Protein-based therapeutics typically require high concentrations
of the active protein, which can lead to protein aggregation and high
solution viscosity. Such solution behaviors can limit the stability,
bioavailability, and manufacturability of protein-based therapeutics
and are directly influenced by the charge of a protein. Protein charge
is a system property affected by its environment, including the buffer
composition, pH, and temperature. Thus, the charge calculated by summing
the charges of each residue in a protein, as is commonly done in computational
methods, may significantly differ from the effective charge of the
protein as these calculations do not account for contributions from
bound ions.

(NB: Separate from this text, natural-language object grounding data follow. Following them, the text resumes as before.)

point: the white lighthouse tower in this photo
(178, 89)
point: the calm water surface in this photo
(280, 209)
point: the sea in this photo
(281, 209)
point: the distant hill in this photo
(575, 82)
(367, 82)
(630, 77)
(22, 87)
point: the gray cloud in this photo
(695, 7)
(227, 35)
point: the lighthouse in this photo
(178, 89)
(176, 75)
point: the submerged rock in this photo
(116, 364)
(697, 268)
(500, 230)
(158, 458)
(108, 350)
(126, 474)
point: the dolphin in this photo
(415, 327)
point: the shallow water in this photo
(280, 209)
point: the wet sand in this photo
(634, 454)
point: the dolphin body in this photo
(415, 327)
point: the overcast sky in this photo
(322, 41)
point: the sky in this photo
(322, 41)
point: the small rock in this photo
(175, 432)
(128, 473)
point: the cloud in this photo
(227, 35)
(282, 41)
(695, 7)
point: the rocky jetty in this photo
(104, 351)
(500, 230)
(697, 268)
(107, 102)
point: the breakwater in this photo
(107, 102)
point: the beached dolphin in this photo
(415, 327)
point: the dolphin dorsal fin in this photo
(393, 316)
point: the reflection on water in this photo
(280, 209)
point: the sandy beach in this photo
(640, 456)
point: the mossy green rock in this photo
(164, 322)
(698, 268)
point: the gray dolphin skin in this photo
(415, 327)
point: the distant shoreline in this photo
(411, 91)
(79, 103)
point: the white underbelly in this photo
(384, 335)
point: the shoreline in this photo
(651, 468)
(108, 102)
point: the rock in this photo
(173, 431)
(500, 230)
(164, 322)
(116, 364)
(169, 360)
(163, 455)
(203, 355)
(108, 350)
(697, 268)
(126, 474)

Here, we present an extension of the structure-based approach
termed site identification by ligand competitive saturation-biologics
(SILCS-Biologics) to predict the effective charge of proteins. The
SILCS-Biologics approach was applied on a range of protein targets
in different salt environments for which membrane-confined electrophoresis-determined
charges were previously reported. SILCS-Biologics maps the 3D distribution
and predicted occupancy of ions, buffer molecules, and excipient molecules
bound to the protein surface in a given salt environment. Using this
information, the effective charge of the protein is predicted such
that the concentrations of the ions and the presence of excipients
or buffers are accounted for. Additionally, SILCS-Biologics also produces
3D structures of the binding sites of ions on the proteins, which
enable further analyses such as the characterization of protein surface
charge distribution and dipole moments in different environments.
Notable is the capability of the method to account for competition
between salts, excipients, and buffers on the calculated electrostatic
properties in different protein formulations. Our study demonstrates
the ability of the SILCS-Biologics approach to predict the effective
charge of proteins and its applicability in uncovering protein–ion
interactions and their contributions to protein solubility and function.